Other crashes have garnered international attention. The Jeju Air airplane crash at Muan National Airport claimed the lives of 179 people’s lives in December, leaving South Korea in mourning over one of the worst airplane crashes of the century.

California also experienced two airplane crashes within the first six days of the new year, with a small airplane in Temple City, Calif., crashing into a home and a Fullerton, Calif., crash resulting in two deaths and 15 injuries. 

Travel Club president Adam Orenstein thinks that the recent airplane crashes may create fear among his club members. 

“Some club members could worry about this,” Orenstein said. “I have one Travel Club member who’s only been on a plane once, and I could understand how hearing the stories of planes having malfunctions, planes crashing and people dying could scare them and prevent them from traveling on planes in the future.” 

According to Dr. Bob Baron, the CEO of the Aviation Consulting Group, one of the reasons why fear surrounds airplane crashes is because the news and media commonly sensationalize them through fear and shock value, and news channels report on speculation and factual inaccuracies. 

A study conducted by Fast Company, an American business magazine, affirms this, with 43% of readers reporting feeling scared to go onto an airplane after reading a story about an airplane crash. 

“It’s not good because these events are so rare,” Orenstein said. “But if you aren’t as comfortable and familiar with traveling via airplane, then these highly publicized negative events regarding planes could scare you.”

Sophomore Arjun Rasha, who plans on attending the school trip to France during spring break with other classmates, offers a perspective similar to Orenstein’s. 

“If [plane crashes] get big enough in the news, it could affect some people that are scared of airplanes, and that could impact how much people travel on airplanes,” Rasha said. 

Orenstein worries about how plane crashes will present obstacles for club members in the future. 

“It’s a giant obstacle in my club because, despite these increasing stories about planes having malfunctions, my members are still traveling just as much,” Orenstein said. “They still love to travel just as much as they always have, but I’m just concerned that in the future, it might affect my club members’ desire to travel because of their own feelings of safety.”

While airplane crashes are jointly seen as rare, malfunctions and delays are more common to encounter. 

Having traveled to four continents, Social Science teacher Sarah MacInnes enjoys traveling domestically and internationally.
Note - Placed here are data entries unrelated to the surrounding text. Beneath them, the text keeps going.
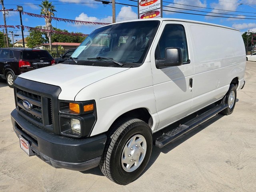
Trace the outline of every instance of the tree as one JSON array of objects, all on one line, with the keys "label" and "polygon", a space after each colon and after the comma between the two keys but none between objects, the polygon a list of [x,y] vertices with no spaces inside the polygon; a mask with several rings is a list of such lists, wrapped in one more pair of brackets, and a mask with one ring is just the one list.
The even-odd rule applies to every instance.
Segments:
[{"label": "tree", "polygon": [[[67,30],[62,30],[60,29],[53,28],[54,31],[60,31],[61,32],[69,32]],[[73,33],[73,32],[71,33]],[[76,32],[82,34],[80,32]],[[53,42],[62,42],[66,43],[81,43],[84,39],[85,37],[81,36],[70,35],[70,34],[59,34],[57,33],[53,34],[52,36],[52,41]]]},{"label": "tree", "polygon": [[[36,28],[42,29],[41,26],[38,26]],[[37,45],[40,45],[46,42],[46,40],[44,38],[44,34],[36,30],[29,31],[29,36],[27,37],[27,46],[30,48]]]},{"label": "tree", "polygon": [[[0,32],[0,48],[6,47],[6,45],[5,44],[5,40],[6,39],[5,36],[4,35],[4,33]],[[10,38],[8,38],[8,40],[9,41],[9,46],[11,45],[12,46],[12,44],[10,44],[11,43],[11,39]]]},{"label": "tree", "polygon": [[50,49],[52,50],[52,34],[50,32],[52,29],[52,16],[54,16],[54,12],[57,12],[57,11],[54,9],[54,6],[52,5],[52,3],[49,2],[47,0],[42,1],[42,5],[40,5],[39,6],[41,8],[41,14],[47,17],[45,18],[46,29],[49,30],[49,31],[47,32],[46,34],[49,39]]}]

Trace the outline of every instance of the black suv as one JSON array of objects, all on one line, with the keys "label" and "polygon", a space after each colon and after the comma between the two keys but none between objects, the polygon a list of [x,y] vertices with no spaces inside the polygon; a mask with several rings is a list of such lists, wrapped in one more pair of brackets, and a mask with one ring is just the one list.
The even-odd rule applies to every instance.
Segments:
[{"label": "black suv", "polygon": [[27,71],[54,65],[55,61],[45,50],[29,48],[0,48],[0,77],[9,87],[18,75]]},{"label": "black suv", "polygon": [[60,57],[58,57],[58,58],[55,58],[54,59],[56,64],[62,63],[67,59],[69,59],[69,58],[71,56],[72,54],[73,54],[73,53],[74,53],[76,49],[76,48],[68,50],[63,55],[62,54],[60,54]]}]

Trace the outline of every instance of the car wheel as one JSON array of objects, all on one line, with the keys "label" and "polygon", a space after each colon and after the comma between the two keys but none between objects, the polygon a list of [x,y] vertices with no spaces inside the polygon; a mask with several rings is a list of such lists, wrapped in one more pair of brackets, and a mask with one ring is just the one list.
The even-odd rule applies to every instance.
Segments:
[{"label": "car wheel", "polygon": [[100,164],[103,174],[115,183],[126,185],[138,178],[151,154],[152,133],[148,124],[138,119],[114,124]]},{"label": "car wheel", "polygon": [[220,112],[224,115],[228,115],[233,112],[236,100],[236,88],[233,84],[230,85],[228,91],[222,100],[222,102],[227,104],[228,107]]},{"label": "car wheel", "polygon": [[13,88],[13,84],[15,80],[15,78],[13,74],[9,71],[6,74],[6,78],[8,86],[11,88]]}]

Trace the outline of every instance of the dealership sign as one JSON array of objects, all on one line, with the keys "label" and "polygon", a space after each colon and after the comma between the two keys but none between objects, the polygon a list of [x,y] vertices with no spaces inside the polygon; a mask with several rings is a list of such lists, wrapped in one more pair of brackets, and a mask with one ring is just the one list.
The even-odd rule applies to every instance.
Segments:
[{"label": "dealership sign", "polygon": [[162,0],[138,0],[138,3],[139,19],[162,17]]}]

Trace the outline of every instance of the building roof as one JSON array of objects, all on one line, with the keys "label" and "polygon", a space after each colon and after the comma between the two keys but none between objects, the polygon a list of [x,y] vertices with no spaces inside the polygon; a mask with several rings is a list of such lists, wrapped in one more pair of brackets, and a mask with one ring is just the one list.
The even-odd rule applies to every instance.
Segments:
[{"label": "building roof", "polygon": [[[27,41],[27,38],[24,38],[24,43],[26,43],[28,42],[28,41]],[[22,39],[21,39],[20,40],[19,40],[18,41],[17,41],[16,42],[15,42],[14,44],[15,44],[16,43],[23,43],[23,42],[22,41]]]},{"label": "building roof", "polygon": [[[52,43],[52,45],[57,46],[61,45],[62,46],[79,46],[80,45],[80,43],[64,43],[61,42],[54,42]],[[49,43],[45,43],[40,45],[49,45]]]}]

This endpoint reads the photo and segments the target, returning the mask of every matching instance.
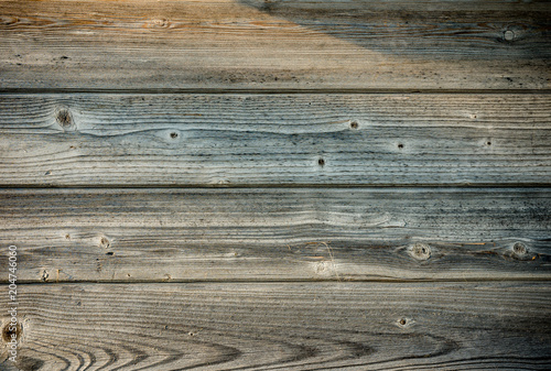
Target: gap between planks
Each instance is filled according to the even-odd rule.
[[[209,94],[209,95],[401,95],[401,94],[415,94],[415,95],[549,95],[551,89],[383,89],[383,88],[367,88],[367,89],[328,89],[328,88],[316,88],[316,89],[262,89],[262,88],[251,88],[251,89],[233,89],[233,88],[160,88],[160,89],[71,89],[71,88],[9,88],[1,89],[0,95],[52,95],[52,94],[67,94],[67,95],[187,95],[187,94]]]

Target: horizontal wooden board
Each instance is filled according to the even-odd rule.
[[[549,185],[549,95],[0,96],[2,186]]]
[[[0,2],[2,89],[551,87],[545,1]]]
[[[18,297],[25,371],[551,365],[549,283],[63,284]]]
[[[549,188],[3,189],[0,245],[25,282],[547,280],[550,210]]]

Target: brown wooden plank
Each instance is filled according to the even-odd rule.
[[[25,371],[551,365],[549,283],[20,285],[19,303]]]
[[[549,185],[548,95],[0,96],[2,186]]]
[[[0,3],[2,89],[551,88],[545,1]]]
[[[0,245],[25,282],[541,280],[550,209],[549,188],[3,189]]]

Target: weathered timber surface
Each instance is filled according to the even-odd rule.
[[[545,1],[0,3],[1,89],[551,87]]]
[[[25,371],[551,365],[547,283],[61,284],[19,297]]]
[[[548,95],[0,96],[2,186],[549,185]]]
[[[0,244],[21,282],[547,280],[550,209],[548,188],[3,189]]]

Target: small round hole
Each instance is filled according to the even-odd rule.
[[[512,251],[517,255],[523,255],[527,252],[526,245],[523,243],[517,242],[512,245]]]

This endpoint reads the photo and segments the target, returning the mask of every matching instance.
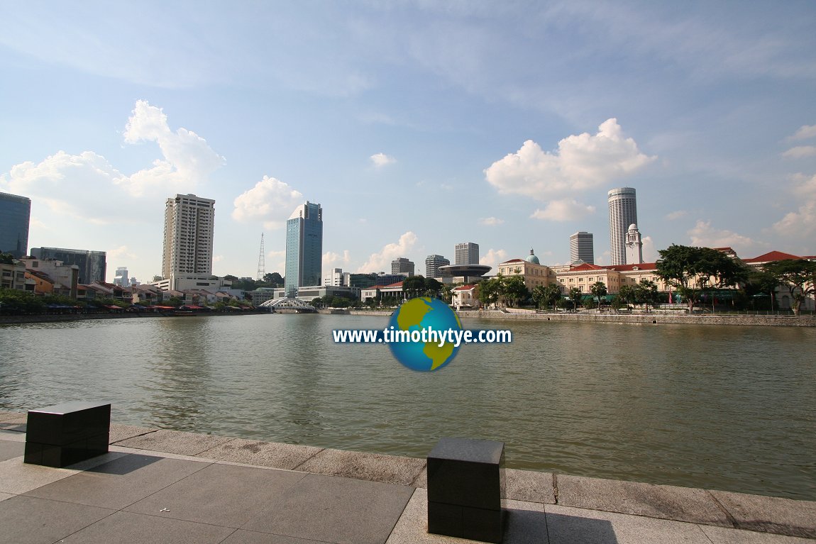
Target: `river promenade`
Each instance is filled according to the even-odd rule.
[[[111,426],[110,452],[23,463],[0,412],[3,544],[466,542],[427,533],[425,460]],[[796,544],[816,502],[506,470],[507,544]]]

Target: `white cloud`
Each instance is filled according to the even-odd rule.
[[[499,263],[503,263],[508,259],[508,252],[504,250],[494,250],[490,248],[487,253],[479,258],[479,264],[486,264],[495,267]]]
[[[411,231],[400,237],[396,244],[388,244],[379,253],[372,253],[359,268],[357,272],[391,272],[391,261],[398,257],[405,257],[414,248],[417,237]]]
[[[303,201],[299,191],[264,175],[251,189],[236,197],[233,219],[242,223],[264,221],[264,228],[274,230],[282,228],[292,210]]]
[[[152,167],[116,180],[135,197],[154,191],[164,193],[168,188],[173,192],[193,192],[224,164],[224,157],[195,132],[184,128],[171,130],[162,108],[147,100],[136,101],[124,137],[128,144],[156,142],[163,157],[153,161]]]
[[[688,232],[691,237],[692,245],[702,247],[732,247],[739,253],[739,250],[756,247],[759,245],[747,237],[732,232],[729,230],[720,230],[712,227],[711,221],[698,219],[694,228]]]
[[[530,215],[534,219],[571,221],[595,213],[595,206],[586,206],[571,198],[548,202],[543,210],[536,210]]]
[[[617,119],[611,118],[594,135],[567,136],[554,153],[528,139],[517,153],[490,165],[485,175],[500,193],[546,201],[601,187],[656,158],[641,153],[632,138],[623,138]]]
[[[376,168],[382,168],[383,166],[397,162],[397,159],[385,153],[375,153],[368,158]]]
[[[803,157],[813,157],[816,155],[816,145],[797,145],[791,148],[782,154],[785,158],[799,159]]]
[[[802,125],[788,139],[807,139],[816,138],[816,125]]]

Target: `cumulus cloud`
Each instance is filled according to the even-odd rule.
[[[264,228],[284,226],[292,210],[304,202],[304,196],[280,179],[264,175],[251,189],[233,201],[233,219],[241,223],[263,221]]]
[[[548,202],[543,210],[536,210],[530,217],[548,221],[571,221],[594,212],[595,206],[581,204],[573,198],[565,198]]]
[[[395,244],[388,244],[379,253],[372,253],[359,268],[358,273],[391,271],[391,261],[407,255],[416,244],[417,237],[411,231],[400,237]]]
[[[732,247],[734,250],[750,249],[756,247],[757,242],[747,237],[732,232],[729,230],[720,230],[712,227],[711,221],[699,219],[694,228],[688,232],[692,245],[702,247]]]
[[[623,137],[618,120],[611,118],[595,135],[567,136],[553,153],[528,139],[517,152],[490,165],[485,176],[500,193],[546,201],[604,186],[656,158],[641,153],[634,139]]]
[[[377,168],[382,168],[383,166],[397,162],[397,159],[385,153],[375,153],[368,158]]]
[[[816,155],[816,145],[797,145],[782,154],[783,157],[788,159],[799,159],[814,155]]]
[[[508,259],[508,252],[504,250],[494,250],[490,248],[487,253],[479,258],[479,264],[495,267],[499,263],[503,263]]]

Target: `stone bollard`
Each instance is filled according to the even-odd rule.
[[[442,438],[428,456],[428,532],[500,542],[504,443]]]
[[[108,453],[110,403],[66,402],[29,410],[24,461],[67,467]]]

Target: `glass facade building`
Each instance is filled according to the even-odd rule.
[[[31,199],[0,192],[0,253],[16,258],[29,251]]]
[[[323,271],[323,210],[306,201],[286,221],[284,290],[294,297],[298,287],[321,285]]]

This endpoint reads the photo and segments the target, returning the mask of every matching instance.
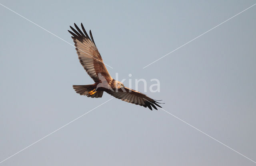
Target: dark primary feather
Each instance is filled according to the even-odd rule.
[[[106,79],[112,79],[95,45],[91,32],[90,38],[82,23],[83,33],[76,24],[74,23],[74,25],[76,29],[70,26],[73,31],[68,30],[68,32],[73,36],[71,37],[75,43],[80,62],[88,74],[96,82],[99,81],[98,73],[104,75]]]
[[[122,90],[120,90],[118,92],[108,91],[107,93],[113,96],[118,99],[134,104],[143,106],[144,107],[148,107],[151,110],[152,107],[157,110],[156,105],[162,108],[158,104],[159,103],[148,96],[139,92],[129,89],[127,87],[124,87]]]

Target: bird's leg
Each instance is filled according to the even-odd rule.
[[[92,95],[93,94],[95,94],[95,93],[97,92],[97,91],[94,91],[94,90],[95,90],[95,89],[94,89],[93,90],[88,92],[88,93],[89,94],[89,95],[90,95],[90,96]]]

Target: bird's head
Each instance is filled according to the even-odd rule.
[[[116,80],[116,89],[120,89],[121,88],[124,87],[124,84],[120,81]]]

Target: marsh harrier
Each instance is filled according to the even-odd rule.
[[[106,92],[114,97],[129,103],[157,109],[156,105],[162,107],[156,101],[149,98],[145,94],[128,88],[119,81],[111,77],[98,51],[90,31],[90,38],[86,33],[83,24],[81,26],[83,32],[74,24],[76,30],[71,26],[73,32],[68,31],[73,35],[76,50],[80,63],[95,83],[91,85],[73,85],[76,93],[81,95],[91,98],[101,98]]]

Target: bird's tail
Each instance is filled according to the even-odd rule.
[[[73,85],[73,88],[76,93],[81,95],[86,95],[91,98],[101,98],[103,91],[95,91],[96,86],[94,84],[84,85]]]

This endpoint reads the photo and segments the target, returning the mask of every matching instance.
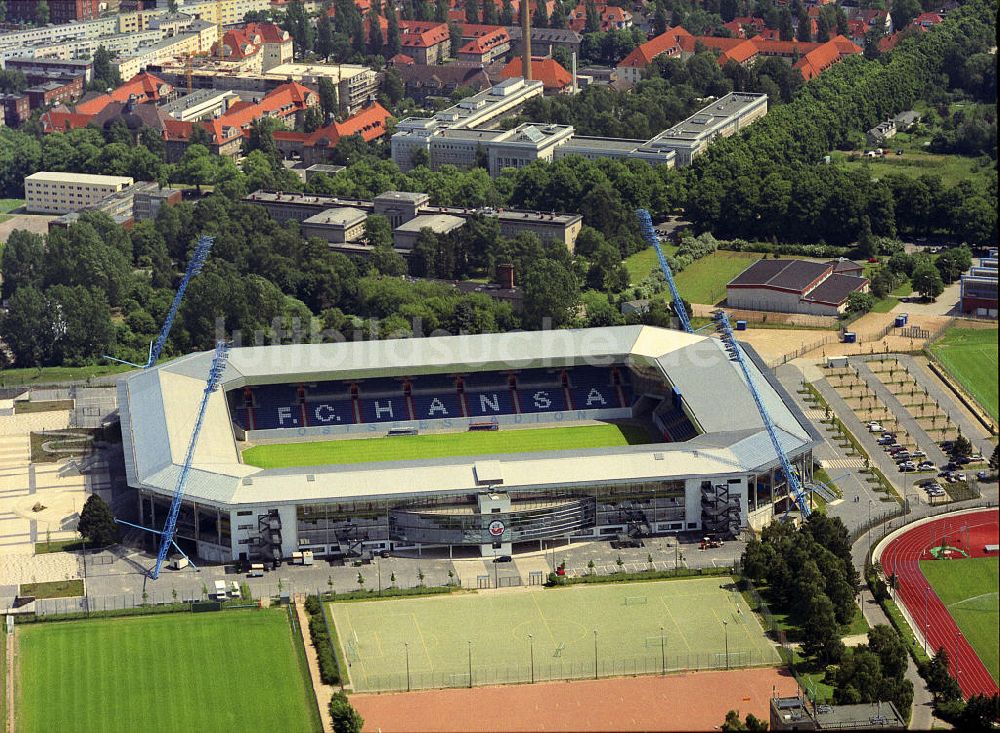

She chaperones school trips as a member of Education First (EF), a program that helps teachers travel with students together. She has helped over 20 students, ranging from groups of nine to 13, and has traveled internationally to South Korea, the Galapagos Islands, and other countries for educational purposes. 

Although MacInnes thinks that she isn’t directly affected by airplane crashes, she has encountered delays from malfunctions and technicalities while chaperoning before. 

“On my first trip, we [got] delayed for 24 hours in Miami because the airline delayed us from taking off for possibly a mechanical issue or the airplane staff just hadn’t fueled up the plane the night before,” MacInnes said. “They realized they had to fuel the plane when we were already at the airport. The plane delayed us by a couple of hours, which was not a fun experience because we should have been on the equator at that point.”

Despite being wary about recent plane crashes, her passion for traveling remains unaffected. 

“It’s really unfortunate, and it does remind you of the not 100% safety of travel when you see these stories,” MacInnes said. “But for me, although there’s an obvious risk, especially like a plane or a train, ultimately, the experiences you get outweigh the fear of something going potentially wrong.”